Susanne Lens Group
Research in our lab is focused on understanding the molecular mechanisms that ensure error-free propagation of the genome during cell division, and how defects in these mechanisms contribute to chromosomal instability (CIN) in cancer cells. Research highlights include an explanation for how the duplicated chromosomes become attached to the opposite poles of the mitotic spindle, a prerequisite for faithful chromosome segregation. The chromosomal passenger complex (CPC) regulates chromosome-spindle connections by phosphorylation of substrates that mediate these attachments.
My group demonstrated how the non-enzymatic subunits of the CPC assist Aurora B, the core kinase of the complex, in reaching these substrates and provided compelling evidence for a direct role of the CPC in the function of the mitotic checkpoint, a surveillance mechanism that inhibits anaphase onset until all chromosomes are properly connected to the mitotic spindle. This finding challenged the prevailing idea that the mitotic checkpoint simply fails to be silenced because the CPC detaches microtubules from chromosomes when they do not connect the duplicated chromosomes to opposite spindle poles.
Furthermore, we were the first to generate a functional analog-sensitive Aurora B kinase mutant that allowed us to identify novel substrates of the CPC. When following up one of these substrates, Rif1 – a protein with a known function in DNA damage repair- we revealed a thus far unrecognized function for this protein in the resolution of ultrafine DNA bridges in anaphase that are formed by persistent DNA catanenes.
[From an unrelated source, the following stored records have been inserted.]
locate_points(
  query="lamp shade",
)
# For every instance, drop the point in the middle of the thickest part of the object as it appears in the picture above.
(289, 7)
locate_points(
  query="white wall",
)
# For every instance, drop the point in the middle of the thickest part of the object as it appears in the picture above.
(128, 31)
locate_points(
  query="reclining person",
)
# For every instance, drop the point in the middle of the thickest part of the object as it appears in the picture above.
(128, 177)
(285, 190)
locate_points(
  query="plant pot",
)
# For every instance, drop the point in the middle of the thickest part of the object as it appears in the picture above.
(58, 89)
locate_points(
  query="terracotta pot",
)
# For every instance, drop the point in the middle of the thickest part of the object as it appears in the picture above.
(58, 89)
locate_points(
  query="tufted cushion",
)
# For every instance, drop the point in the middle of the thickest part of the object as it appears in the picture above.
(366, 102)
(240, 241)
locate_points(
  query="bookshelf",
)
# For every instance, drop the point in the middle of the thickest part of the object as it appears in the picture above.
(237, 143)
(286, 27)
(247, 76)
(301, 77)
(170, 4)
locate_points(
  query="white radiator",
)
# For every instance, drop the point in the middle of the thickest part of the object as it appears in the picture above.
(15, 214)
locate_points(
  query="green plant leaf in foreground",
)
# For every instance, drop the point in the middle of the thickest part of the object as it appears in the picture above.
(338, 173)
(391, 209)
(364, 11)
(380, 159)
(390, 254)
Together with our collaborators from PennU, we discovered how the CPC is able to discriminate between ‘right’ and ‘wrong’. Why does it sever error prone spindle-chromosome attachments, while it allows the stabilization of attachments that result in equal segregation? We provided experimental evidence for the model that upon chromosome bi-orientation, tension, generated by the opposing pulling forces of the connected microtubules, pulls substrates out of the sphere of influence of Aurora B kinase.
Our recent findings suggest a role for the non-enzymatic subunits of the CPC in cohesin stabilization at the centromere. Current research themes are the regulation of inner centromere integrity, the segregation behaviour of individual chromosomes, understanding how nuclear and cytoplasmic division are coordinated, and whether a deregulated CPC can explain chromosomal instability in cancer.